Heavy civil contractors awarded the biggest raises at 4.6%, followed by mechanical contractors at 4.4% and highway contractors at 4.3%. Robinson says he does expect base salary increases for executives to jump up in 2020. Historically, PAS data has shown that the hikes typically rise between a half percentage point and a full percent above the Employment Cost Index. According to Robinson, the index was 3.8% at the end of 2019, with  firms likely to award average base salary  bumps of 4.5% or above in 2020.

At the same time, bonuses seem to have plateaued in 2019, remaining flat or increasing only slightly between 2018 and 2019. That marks a notable change from 2018, when construction execs reported an average bonus jump of between 10% and 15% from the previous year. 

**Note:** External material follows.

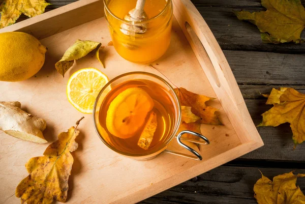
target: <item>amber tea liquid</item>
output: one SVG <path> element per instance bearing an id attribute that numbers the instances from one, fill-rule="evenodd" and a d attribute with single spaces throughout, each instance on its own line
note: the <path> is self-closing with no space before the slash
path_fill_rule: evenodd
<path id="1" fill-rule="evenodd" d="M 106 118 L 111 102 L 121 93 L 130 88 L 140 88 L 147 93 L 154 101 L 154 106 L 145 117 L 144 124 L 132 136 L 124 139 L 112 135 L 107 129 Z M 105 130 L 103 137 L 116 150 L 131 155 L 149 154 L 160 149 L 172 134 L 174 125 L 175 109 L 169 93 L 162 86 L 150 80 L 132 80 L 120 83 L 113 88 L 103 100 L 99 114 L 99 124 Z M 147 149 L 139 146 L 140 137 L 149 120 L 150 113 L 156 113 L 157 128 L 153 134 L 152 140 Z M 109 112 L 108 112 L 109 114 Z M 121 130 L 120 130 L 121 131 Z"/>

Recruiter Michael Ketner of Michael L. Ketner & Associates says he has seen most executives who stay in the same position receive annual base pay raises of between 3.1% to 3.5%. Ketner says that about one-third saw additional performance-based compensation, in the form of bonuses last year, while 25% were promoted or given added responsibilities. For promotions, Ketner says executives are receiving average increases of 11%. 

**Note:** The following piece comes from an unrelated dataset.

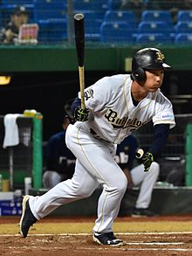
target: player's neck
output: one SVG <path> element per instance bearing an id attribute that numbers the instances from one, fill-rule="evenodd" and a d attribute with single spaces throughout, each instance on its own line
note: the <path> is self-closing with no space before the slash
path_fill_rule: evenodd
<path id="1" fill-rule="evenodd" d="M 133 99 L 135 101 L 140 102 L 147 97 L 148 92 L 147 92 L 141 85 L 134 81 L 131 87 L 131 93 Z"/>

Ketner says he sees executives taking a very guarded approach to bonus offers. Although many contractors are running at capacity, some could be reaching the level of “profit erosion” due to a shortage of executive talent. 

“You have vice presidents who maybe were overseeing eight projects and now they have to almost double that,” Ketner says. “Even if the margins are there, the problem is that if you don’t staff the project properly and you can’t keep a close eye on work from an executive level, profit erosion can occur. An executive might anticipate $12 million [in profits] but only get $8 million because there are only so many hours in the day and executives can’t manage the jobs like they used to.”

Jeff Wittenberg, managing director of construction at executive search firm Kaye/Bassman, agrees that high-level job candidates know they can’t rely on projected bonuses. “Too many people have been burned by that,” he adds. With a higher expectation on guaranteed income, Wittenberg says executives expect a minimum 10% increase in base salary to move to a new company. 

Move—or Not?

When trying to recruit a candidate who will require a move, he says the expectations are even greater. “If you’re relocating from Houston to San Francisco, that’s a big jump in compensation, but you also have to factor in the cost of living,” Wittenberg says. “The difference in compensation is so significant that companies can’t do it. Plus, some people just don’t want to move. The industry has been so robust in every market. If someone wants a great opportunity, he or she doesn’t need to move to find one.”

Wittenberg says he also sees the industry continue to struggle with succession planning. Many companies are looking for younger candidates who they hope to groom as long-term leaders. When a company needs to go outside its organization for those candidates, it can be an extremely difficult task in the current market. “Companies want that 40-year-old high-potential executive, but there’s a 90% or better chance that person’s current company has its tentacles in,” he says. “It’s not that you can’t find them, it’s that you can’t get them.”